Field Research
I try to go out as much as possible when working on my musical projects. It's easy to cave yourself in your bedroom or studio and listen to loops of decontextualized sounds for hours on end. It's a sad reality of electroacoustic musicianship that our ways of working are often accompanied by isolation.
One way I have done this in the past is through field recording. Just like my past projects, I went out of the comfort of my cramped studio apartment and into the streets armed with a field recorder, two small microphones and a backpack to stealthily record my surroundings as I wandered through the city. But unlike my past musical projects, I decided not to wear headphones during this process. Instead of "hunting" for interesting sounds, I tried hunting for interesting lighting scenarios. Not being able to hear what you are recording already changes how you interact with sound; you interrupt the "Listen-Move-Record-Listen" feedback system and develop a certain degree of distance from the sounds you are recording.
Whilst certainly less intuitive than my previous field recording workflow, this new approach of creating distance between me and the sounds I record has changed how I interpret field recordings in my practice. If previously they acted as a sort of sound documentation of a real lived experience that could be modified, warped and recontextualized to fit my aesthetic needs. Now my field recordings exist within my music-making process as a piece of audio to be re-discovered through editing. Whilst in the past I placed a big focus on applying DSP and Synthesis techniques to re-appropriate my recordings, I now start to gravitate towards more "primitive" methods like Looping, cutting and super-imposing recordings. I think this shift in the process results from a change in how I value field recordings within my work. In my previous musical projects, I processed field recordings to make their emotional significance more apparent, as I recognized that a recording alone might be interpreted more literally than I would intend. I'm still trying to convey the emotional significance of a recording, but now I let the field recording "speak for itself" as I augment its meaning through the other elements in my composition.

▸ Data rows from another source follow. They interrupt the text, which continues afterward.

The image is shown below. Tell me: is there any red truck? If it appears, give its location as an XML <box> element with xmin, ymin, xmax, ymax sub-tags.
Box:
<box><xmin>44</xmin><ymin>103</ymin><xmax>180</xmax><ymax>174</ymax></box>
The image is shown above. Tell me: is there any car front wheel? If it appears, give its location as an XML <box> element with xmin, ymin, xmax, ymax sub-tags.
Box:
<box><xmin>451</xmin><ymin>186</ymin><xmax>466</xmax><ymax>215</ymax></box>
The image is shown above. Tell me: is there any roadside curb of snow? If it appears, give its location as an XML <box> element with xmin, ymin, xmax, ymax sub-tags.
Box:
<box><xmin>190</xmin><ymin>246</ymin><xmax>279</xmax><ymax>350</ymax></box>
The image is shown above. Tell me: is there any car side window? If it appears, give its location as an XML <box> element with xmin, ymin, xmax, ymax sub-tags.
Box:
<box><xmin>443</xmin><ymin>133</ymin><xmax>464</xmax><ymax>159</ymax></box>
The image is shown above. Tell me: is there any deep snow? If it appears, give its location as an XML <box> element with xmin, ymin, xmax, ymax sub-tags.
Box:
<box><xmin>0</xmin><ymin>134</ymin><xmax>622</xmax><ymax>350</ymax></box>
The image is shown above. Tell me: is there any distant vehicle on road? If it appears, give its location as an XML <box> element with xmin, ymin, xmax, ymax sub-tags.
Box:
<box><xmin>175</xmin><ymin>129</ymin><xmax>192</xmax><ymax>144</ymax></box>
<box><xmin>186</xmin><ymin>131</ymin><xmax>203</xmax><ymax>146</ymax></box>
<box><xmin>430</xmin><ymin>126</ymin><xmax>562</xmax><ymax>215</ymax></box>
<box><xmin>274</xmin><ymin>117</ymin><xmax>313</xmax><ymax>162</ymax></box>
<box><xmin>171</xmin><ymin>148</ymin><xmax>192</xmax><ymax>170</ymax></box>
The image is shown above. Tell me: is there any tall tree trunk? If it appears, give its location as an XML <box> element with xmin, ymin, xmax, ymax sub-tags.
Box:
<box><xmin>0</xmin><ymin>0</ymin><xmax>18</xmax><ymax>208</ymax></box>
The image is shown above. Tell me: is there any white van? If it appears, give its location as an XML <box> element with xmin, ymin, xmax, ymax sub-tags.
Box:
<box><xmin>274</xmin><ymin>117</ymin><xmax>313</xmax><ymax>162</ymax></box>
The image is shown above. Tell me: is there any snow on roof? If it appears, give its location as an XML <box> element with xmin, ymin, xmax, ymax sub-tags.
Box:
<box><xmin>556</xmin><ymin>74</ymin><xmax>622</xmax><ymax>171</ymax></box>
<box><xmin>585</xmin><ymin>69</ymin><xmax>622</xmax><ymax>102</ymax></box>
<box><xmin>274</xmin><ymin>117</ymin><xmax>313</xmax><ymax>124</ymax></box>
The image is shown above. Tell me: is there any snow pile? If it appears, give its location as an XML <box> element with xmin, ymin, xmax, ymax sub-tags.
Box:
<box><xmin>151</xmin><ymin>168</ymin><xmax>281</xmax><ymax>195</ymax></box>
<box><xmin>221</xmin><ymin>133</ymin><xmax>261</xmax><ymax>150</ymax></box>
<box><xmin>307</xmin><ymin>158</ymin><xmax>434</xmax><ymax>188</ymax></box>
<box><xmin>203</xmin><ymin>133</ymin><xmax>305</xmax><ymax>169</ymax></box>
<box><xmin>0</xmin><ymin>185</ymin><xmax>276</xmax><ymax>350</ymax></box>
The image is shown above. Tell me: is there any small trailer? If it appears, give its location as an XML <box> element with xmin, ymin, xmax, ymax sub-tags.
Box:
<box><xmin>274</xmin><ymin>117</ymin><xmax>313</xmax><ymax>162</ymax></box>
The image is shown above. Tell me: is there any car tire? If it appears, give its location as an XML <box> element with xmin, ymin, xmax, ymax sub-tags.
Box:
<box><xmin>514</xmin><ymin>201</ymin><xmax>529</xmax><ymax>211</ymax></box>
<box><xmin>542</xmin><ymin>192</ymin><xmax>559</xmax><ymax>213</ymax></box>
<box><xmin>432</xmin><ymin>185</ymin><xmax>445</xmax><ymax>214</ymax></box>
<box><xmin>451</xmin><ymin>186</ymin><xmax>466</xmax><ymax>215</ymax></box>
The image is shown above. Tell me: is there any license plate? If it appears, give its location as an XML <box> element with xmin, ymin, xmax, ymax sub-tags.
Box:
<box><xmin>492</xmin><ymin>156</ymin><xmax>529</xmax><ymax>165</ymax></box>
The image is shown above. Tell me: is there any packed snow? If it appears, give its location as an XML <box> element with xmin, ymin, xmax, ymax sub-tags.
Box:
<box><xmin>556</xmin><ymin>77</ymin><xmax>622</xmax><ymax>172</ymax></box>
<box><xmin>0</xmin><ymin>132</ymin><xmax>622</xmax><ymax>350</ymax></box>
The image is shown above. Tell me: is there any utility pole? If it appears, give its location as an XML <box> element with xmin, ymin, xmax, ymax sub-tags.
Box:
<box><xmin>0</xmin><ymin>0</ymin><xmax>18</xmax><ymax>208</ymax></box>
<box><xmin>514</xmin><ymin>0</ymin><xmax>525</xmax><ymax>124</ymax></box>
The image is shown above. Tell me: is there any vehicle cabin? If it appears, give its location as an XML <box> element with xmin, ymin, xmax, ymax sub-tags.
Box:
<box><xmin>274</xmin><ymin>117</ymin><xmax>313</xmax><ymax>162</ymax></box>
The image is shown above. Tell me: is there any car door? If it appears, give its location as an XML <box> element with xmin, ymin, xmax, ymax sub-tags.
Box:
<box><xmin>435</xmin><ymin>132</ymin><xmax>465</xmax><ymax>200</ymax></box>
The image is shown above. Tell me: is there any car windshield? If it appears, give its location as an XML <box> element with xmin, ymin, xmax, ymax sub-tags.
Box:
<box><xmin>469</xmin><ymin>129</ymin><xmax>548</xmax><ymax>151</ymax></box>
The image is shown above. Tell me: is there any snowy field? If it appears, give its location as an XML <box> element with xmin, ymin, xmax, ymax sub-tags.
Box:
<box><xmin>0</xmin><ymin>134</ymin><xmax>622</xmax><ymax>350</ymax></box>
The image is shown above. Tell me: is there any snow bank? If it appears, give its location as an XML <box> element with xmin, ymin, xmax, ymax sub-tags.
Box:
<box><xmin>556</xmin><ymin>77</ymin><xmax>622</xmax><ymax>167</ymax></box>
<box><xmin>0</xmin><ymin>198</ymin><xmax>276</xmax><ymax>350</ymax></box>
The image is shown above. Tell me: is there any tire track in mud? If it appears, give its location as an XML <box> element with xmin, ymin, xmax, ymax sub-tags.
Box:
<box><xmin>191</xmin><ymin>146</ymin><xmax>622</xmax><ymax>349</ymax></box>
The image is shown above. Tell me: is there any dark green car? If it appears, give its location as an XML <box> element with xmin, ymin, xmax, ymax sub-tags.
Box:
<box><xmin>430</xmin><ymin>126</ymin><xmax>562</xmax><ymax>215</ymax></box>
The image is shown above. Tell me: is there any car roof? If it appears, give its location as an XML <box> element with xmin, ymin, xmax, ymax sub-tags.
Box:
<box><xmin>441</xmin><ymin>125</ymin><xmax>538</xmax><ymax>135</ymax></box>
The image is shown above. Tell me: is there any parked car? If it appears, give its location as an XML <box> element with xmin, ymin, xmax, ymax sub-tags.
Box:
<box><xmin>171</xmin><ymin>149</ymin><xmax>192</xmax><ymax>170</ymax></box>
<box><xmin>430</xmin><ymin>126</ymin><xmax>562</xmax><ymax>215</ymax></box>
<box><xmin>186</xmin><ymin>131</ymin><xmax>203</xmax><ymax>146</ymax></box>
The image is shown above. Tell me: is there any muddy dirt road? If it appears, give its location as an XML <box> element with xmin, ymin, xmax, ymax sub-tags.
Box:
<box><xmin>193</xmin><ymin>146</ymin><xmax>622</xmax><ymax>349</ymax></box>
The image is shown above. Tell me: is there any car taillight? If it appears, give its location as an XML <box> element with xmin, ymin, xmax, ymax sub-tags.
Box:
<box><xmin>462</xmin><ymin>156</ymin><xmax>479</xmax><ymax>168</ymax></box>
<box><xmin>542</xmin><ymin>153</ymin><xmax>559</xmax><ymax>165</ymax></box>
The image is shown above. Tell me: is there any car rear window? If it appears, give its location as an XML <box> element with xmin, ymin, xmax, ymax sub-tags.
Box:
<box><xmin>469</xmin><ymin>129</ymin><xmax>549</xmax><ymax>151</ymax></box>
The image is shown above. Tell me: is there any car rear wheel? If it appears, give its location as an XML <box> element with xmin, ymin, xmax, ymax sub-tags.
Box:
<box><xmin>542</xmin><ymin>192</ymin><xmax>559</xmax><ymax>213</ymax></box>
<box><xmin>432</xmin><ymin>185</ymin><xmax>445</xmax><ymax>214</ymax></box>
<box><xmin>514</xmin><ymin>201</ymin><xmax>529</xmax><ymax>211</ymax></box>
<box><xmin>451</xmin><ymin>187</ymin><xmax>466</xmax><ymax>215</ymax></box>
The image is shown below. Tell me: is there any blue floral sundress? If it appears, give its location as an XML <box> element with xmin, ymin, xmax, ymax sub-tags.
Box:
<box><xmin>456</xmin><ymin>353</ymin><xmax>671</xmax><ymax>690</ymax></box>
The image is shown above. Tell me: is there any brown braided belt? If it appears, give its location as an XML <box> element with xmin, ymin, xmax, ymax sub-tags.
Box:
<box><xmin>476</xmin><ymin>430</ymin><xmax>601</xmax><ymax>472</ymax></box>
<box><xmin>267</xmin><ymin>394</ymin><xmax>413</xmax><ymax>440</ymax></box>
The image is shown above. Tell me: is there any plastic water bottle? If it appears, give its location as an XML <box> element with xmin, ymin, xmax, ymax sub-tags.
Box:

Alongside these recordings, I also started documenting some of my experiences with light through simple photographs that I would take on my phone. I used some of these photographs as a sort of emotional reference to how the tracks of Screen Glare should feel. For now, I'm using photography as a compositional tool, but I'm interested in the possibility to integrate it more deeply into my practice. I've included some of these photographs in this blog post.